Sei mir nicht boese, aber Apache auf einen Windows Server zu installieren 
und das als produktivumgebung, da drehts mir grad den Magen um.

Apache Groups sagt selber: 
Der Windows Port von Apache ist fuer Entwickler und Tester, nicht jedoch 
fuer Produktivumgebungen geeignet.


----------



## Lukasz (14. November 2003)

*Danke wg. Server 2003*

Aber, könntest du noch mal erklären wie ich den IlS beende?

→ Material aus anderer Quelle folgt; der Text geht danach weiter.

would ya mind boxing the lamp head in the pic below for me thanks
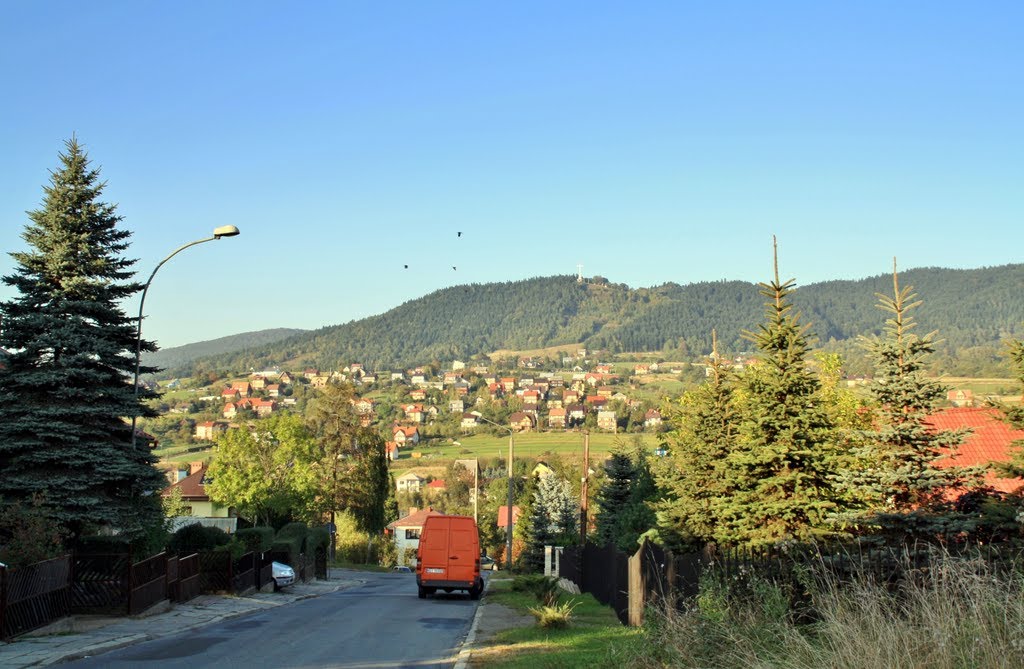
[213,225,240,239]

Das stimmt, das es blödsinn ist. Was was bringt es mir, meine HP besteht aus rund 3000 Seiten die ich alle unter diesem Sicherheitsystem freischalten muss (php kit).
Zudem bringe ich trotz der super php unterstützung hier nur ERR format nicht erkannt hin.

Deswegen habe ich keine Lust  jeder HTM,PHP o ä. Seite ein Häckchen für Lesen schreibe, durchsuchen, vollzugriff (ähnlich wie unter Linux (chmod)) zu setzten.

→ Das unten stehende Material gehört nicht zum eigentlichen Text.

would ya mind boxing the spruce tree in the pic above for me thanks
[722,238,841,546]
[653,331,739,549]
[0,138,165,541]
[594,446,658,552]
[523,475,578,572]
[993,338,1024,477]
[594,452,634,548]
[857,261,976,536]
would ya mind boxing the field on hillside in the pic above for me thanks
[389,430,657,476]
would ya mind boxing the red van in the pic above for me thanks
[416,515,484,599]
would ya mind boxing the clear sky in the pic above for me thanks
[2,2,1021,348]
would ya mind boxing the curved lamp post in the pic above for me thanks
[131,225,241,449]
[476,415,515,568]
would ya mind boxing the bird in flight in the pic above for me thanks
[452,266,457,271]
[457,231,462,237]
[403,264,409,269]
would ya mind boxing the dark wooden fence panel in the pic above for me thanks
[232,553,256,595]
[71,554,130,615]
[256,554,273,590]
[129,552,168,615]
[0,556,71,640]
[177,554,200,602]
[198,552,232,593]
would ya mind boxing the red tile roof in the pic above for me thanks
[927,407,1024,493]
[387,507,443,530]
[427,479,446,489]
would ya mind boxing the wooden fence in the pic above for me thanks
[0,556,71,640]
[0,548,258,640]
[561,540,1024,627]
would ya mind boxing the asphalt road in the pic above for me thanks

Aber eine Hilfe über den IIS würde mich an mein Ziel bringen.
Mit Apache habe ich halt meine Erfahrungen gesammelt, und kenne mich aus.
Es wäre sonnst viel Arbeit. 

Fazit: Baruche hilfe wie ich den IIS beenden kann. Danke!


----------



## Lukasz (14. November 2003)

Wen mir jemand das ganze Problem lösen könnte, könnte ich ihm auch eine HP anbieten.  So um ein Gygabyte und 2Gygabyte Trariffic wäre da schon drin.

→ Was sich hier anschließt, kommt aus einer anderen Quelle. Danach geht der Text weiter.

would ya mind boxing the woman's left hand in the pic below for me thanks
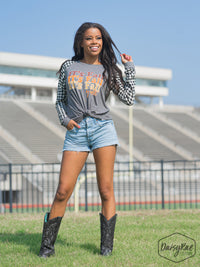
[120,53,133,64]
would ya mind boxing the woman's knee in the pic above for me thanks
[99,186,114,202]
[55,186,70,202]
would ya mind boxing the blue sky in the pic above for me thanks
[0,0,199,106]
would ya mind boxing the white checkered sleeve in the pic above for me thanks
[55,60,74,127]
[111,61,136,106]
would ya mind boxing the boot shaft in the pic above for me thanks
[41,213,62,245]
[39,212,62,258]
[100,213,117,256]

Ihr merkt also das ich mit win Server kaum Ahnung habe. Alles was ich möchte ist meine HP unter Apache laufen zu bringen.


----------



## Lukasz (14. November 2003)

Nach dem Rat, habe ich es erneut unter Win Server versucht.
Ich installierte "php-4.3.2-installer.exe" Und auch hierbei bin ich auf ein Problem gestossen.

Fehlermeldung:






 Nach dem klick auf "OK" kommt das hier:




Und nach erneutem "OK" klick bekomme ich das.




Die PHP ini liegt aber in meinem "wwwRoot" Ordner. Und die Sicherheitrseinstellungen, sind freigeschaltet.
Was nun?
Einen Windows Bahnhof habe ich nicht gesucht.  Laut "1und1" läuft der Server einwandfrei. Ich habe auch nichts verstellt. Bislang habe ich auch hinbekommen,
wie man die hp freigibt. Und dan ging es. Nun wollte ich PHP haben. Und so ein schxxx.  Muss man bei Windows seit neustem jeden Staz freigeben? -  

Ich habe versucht die PHP Dateien in den "Upload" Ordner, des PHP Programms zu legen. Resultat: ERR 404 "Seite nicht gefunden"

Da ich englisch kaum verstehe ist es schwer. Ich hätte sonst schon lange den Support von MS angerufen. Meine E.MAils an die bliebnen bislang (Tagelang) unbeantwortet, und sind es immer noch.

Laut 1und1 "Wir könne keine Fehlersuche auf ihrem Server betreiben. Zum Zeitpunkt der Übergabe lief es Problemlos. Dies seteht auch nicht in unserer Dienstleisung, und wird von uns auch nicht angeboten." (Ausage von "1und" in meinem gestrigem Telefongespräch. (Zumindest war es kostenlos  ).

Was würde ich tun wen es "touritals.de nicht gäbe"?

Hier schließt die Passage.